Ma ci sono anche mete improvvise, bellezze naturali nel mezzo del nulla, come un bel prato sulla collina da cui si scorge il mare. Allora decidi di scendere un momento per godere dello spettacolo e, sorpresa, i suoi quadrupedi abitanti decidono di venire a vedere l’intruso da vicino. Una carezza sul muso, un nitrito di saluto e via.

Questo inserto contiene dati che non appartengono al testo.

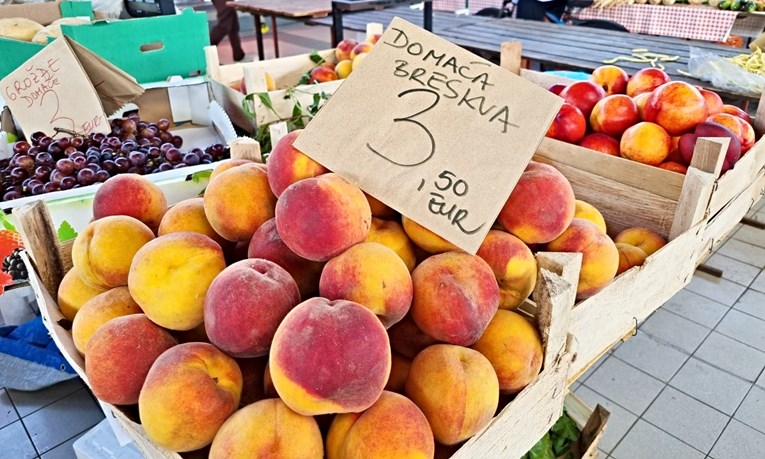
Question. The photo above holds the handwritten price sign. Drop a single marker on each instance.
(433, 131)
(51, 91)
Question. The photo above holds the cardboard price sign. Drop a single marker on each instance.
(433, 131)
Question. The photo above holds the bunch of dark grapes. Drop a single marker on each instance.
(42, 164)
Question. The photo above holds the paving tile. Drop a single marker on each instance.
(60, 421)
(739, 441)
(715, 288)
(619, 420)
(625, 385)
(645, 441)
(687, 419)
(710, 385)
(655, 358)
(29, 402)
(696, 308)
(674, 330)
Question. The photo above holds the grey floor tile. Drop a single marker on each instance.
(62, 420)
(715, 288)
(687, 419)
(710, 385)
(645, 441)
(15, 442)
(625, 385)
(696, 308)
(29, 402)
(732, 356)
(619, 420)
(674, 330)
(646, 353)
(739, 441)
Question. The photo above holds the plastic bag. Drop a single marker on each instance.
(723, 74)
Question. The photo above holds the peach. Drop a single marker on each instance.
(170, 277)
(330, 357)
(513, 264)
(629, 256)
(393, 427)
(189, 393)
(73, 293)
(100, 309)
(372, 275)
(645, 238)
(132, 195)
(455, 297)
(392, 235)
(319, 218)
(120, 354)
(287, 164)
(103, 251)
(600, 258)
(268, 428)
(231, 216)
(461, 376)
(514, 348)
(541, 205)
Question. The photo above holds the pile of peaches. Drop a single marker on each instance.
(647, 118)
(288, 314)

E più in là appare la maestosa roccia sollevata da chissà quale movimento geologico, placche che scorrono, imponenti blocchi di roccia calcarea risultato dell’erosione di materiali più teneri nel corso di milioni di anni. Un’antica storia geologica che ha visto la deposizione di sedimenti marini, l’emersione, l’azione dei ghiacciai e dei corsi d’acqua, e infine l’erosione che ha plasmato il paesaggio attuale. Imponente e superbo.
E che dire della vetta piatta di un monte? Dai 1400 metri della cima, lo sguardo si perde da solo fra Toscana, Umbria, Marche e Romagna. E laggiù si intravedono le rocche di San Marino. E soddisfatto di questo splendore, lo sguardo va anche al fedele scudiero che sembra perdersi fra cielo e terra e tante sensazioni mi regala.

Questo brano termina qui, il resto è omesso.